Device: Intel(R) Iris(R) Xe Graphics
OpenCL Version: OpenCL 3.0 NEO 
Driver Version: 23.17.26241.21
Freq: 1300 | Units: 96 | Memory: 4294959104
[ Work.. ]
1804289408.000000
846930880.000000
1681692800.000000
1714636928.000000
1957747840.000000
--- Host results (double) ---
42476.927949
29102.076902
41008.447910
41408.174652
44246.444377
--- GPU results ---
42476.929688
29102.076172
41008.449219
41408.175781
44246.445313
[ DONE ]

But if I try to perform actions on a GPU vector of any type other than <float>, for example

    cl::vector<double> gpu_data(...);

or

    cl::vector<uint> gpu_data(...);

then the transform method fails:

--- Host results (double) ---
42476.927949
29102.076902
41008.447910
41408.174652
44246.444377
terminate called after throwing an instance of 'boost::wrapexcept<boost::compute::program_build_failure>'
  what():  Build Program Failure

And it concerns not only root calculation. For example, the floor() rounding function also fails.
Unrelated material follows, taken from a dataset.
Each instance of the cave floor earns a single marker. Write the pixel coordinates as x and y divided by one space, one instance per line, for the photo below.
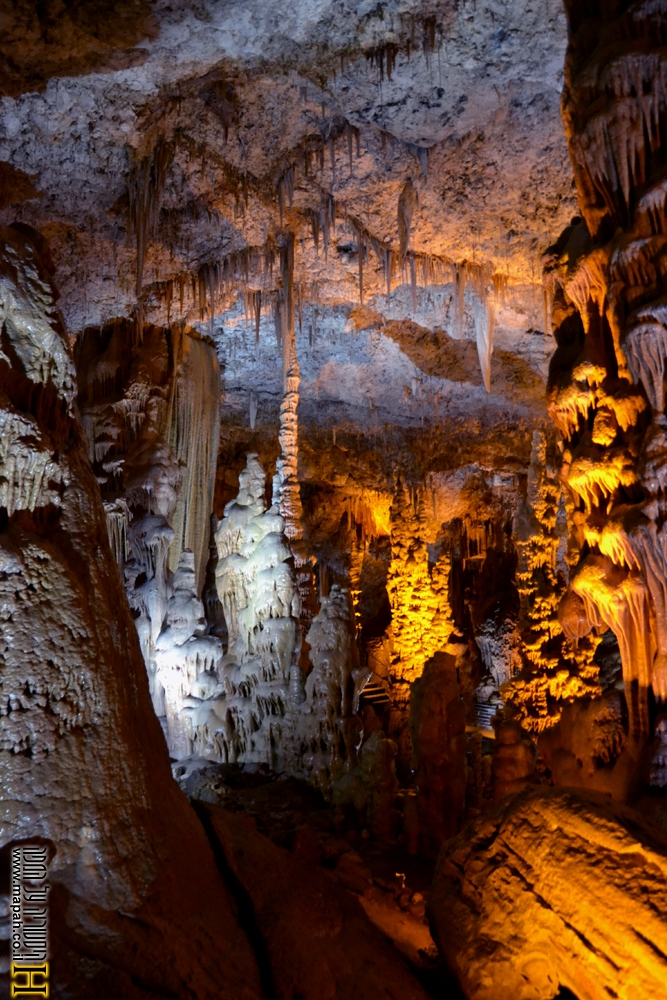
391 884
Some tests with combinations of types:

/*** Work ***/
std::vector<float> host_data(...);
cl::vector<float> gpu_data(...);
... cl::sqrt<float>(), ...);

std::vector<float> host_data(...);
cl::vector<float> gpu_data(...);
... cl::sqrt<double>(), ...);

std::vector<double> host_data(...);
cl::vector<float> gpu_data(...);
... cl::sqrt<double>(), ...);

std::vector<double> host_data(...);
cl::vector<float> gpu_data(...);
... cl::sqrt<float>(), ...);

/*** CL crash ***/
std::vector<double> host_data(...);
cl::vector<double> gpu_data(...);
... cl::sqrt<double>(), ...);

std::vector<double> host_data(...);
cl::vector<double> gpu_data(...);
... cl::sqrt<float>(), ...);

std::vector<float> host_data(...);
cl::vector<double> gpu_data(...);
... cl::sqrt<double>(), ...);

std::vector<float> host_data(...);
cl::vector<double> gpu_data(...);
... cl::sqrt<float>(), ...);

Is my GPU the problem? Is it Boost? OpenCL?